Fearsome: At 55 feet (17 metres) long, the Spinosaurus was larger even than T-Rex.


A gigantic dinosaur has put the tyrannosaurus rex firmly in the shade.

The spinosaurus - now officially the biggest predatory dinosaur known to man - measured 17 metres (55ft) from nose to tail, had long, crocodile-like jaws, and is thought to have had a sail on its back.

Although the spinosaurus was discovered in 1912, an examination of newly obtained fossils has now confirmed its true size.

Until 10 years ago, scientists thought that the tyrannosaurus was the largest predatory dinosaur. The largest fossil specimen, Sue, measures 13 metres (42ft) long and is thought to have weighed 6.4 tonnes when it lived, 67 million years ago.

Then scientists discovered the gigantosaurus, a meat-eater which lived 100 million years ago in what is now Argentina and stretched to 14 metres (45ft). But the spinosaurus dwarfs them both.

The spinosaurus - a theropod which stood on two legs like tyrannosaurus and gigantosaurus - was first identified by the German palaeontologist Ernst Stromer, who found the first specimen in Egypt in 1912.

Stromer published a detailed study of the bones, including a partial backbone with long spines which may have supported a sail. He believed that his predator was bigger than tyrannosaurus rex, but the fossils were obliterated when allied bombers struck a Munich museum in 1944.

Since then, only a few specimens of related dinosaurs and some isolated spinosaurus bones have been unearthed.

Now a new examination of two skull fragments have confirmed Stromer's suspicions. Cristiano Dal Sasso of the Civil Natural History Museum in Milan, Italy, analysed a snout acquired from a private collector, and previously unidentified bones from the upper rear of the skull.

New Scientist magazine reported: "After measuring their sizes, he estimates that the 99cm-long (3.25ft) snout came from a skull 1.75 metres (5.75ft) long.
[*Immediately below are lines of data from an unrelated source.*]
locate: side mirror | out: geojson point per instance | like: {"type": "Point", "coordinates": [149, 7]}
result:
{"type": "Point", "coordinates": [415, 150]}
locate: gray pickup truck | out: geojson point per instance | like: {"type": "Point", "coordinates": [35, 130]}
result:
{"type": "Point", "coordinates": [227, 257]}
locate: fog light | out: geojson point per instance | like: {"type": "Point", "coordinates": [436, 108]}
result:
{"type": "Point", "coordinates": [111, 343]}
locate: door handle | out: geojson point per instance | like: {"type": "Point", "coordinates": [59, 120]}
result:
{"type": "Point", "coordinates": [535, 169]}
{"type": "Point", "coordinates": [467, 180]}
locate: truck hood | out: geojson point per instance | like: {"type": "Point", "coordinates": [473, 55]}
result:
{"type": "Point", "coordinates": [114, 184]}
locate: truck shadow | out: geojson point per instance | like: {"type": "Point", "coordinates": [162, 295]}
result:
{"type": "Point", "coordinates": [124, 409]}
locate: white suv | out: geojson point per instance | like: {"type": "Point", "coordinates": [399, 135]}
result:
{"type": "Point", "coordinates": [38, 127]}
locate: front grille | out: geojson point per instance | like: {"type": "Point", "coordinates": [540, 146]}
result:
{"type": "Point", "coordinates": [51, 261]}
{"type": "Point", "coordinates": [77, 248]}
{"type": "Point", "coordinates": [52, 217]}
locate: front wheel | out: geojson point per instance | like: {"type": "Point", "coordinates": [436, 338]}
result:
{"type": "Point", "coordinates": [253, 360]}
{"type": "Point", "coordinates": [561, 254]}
From what we know of the body shapes of other spinosaurs, Mr Dal Sasso calculates that the new spinosaurus was 17 metres long and weighed seven to nine tonnes."

One of the most interesting features of the spinosaurus was the sail on its back believed to have been used to attract a mate, in the same way as a peacock's tail, or to intimidate enemies or possibly to keep the animal cool.

Spinosaurs, with their long and slender snouts, were like theropod dinosaurs with crocodile mouths. Their long teeth interlocked to catch prey, and there is evidence that they fed largely on fish.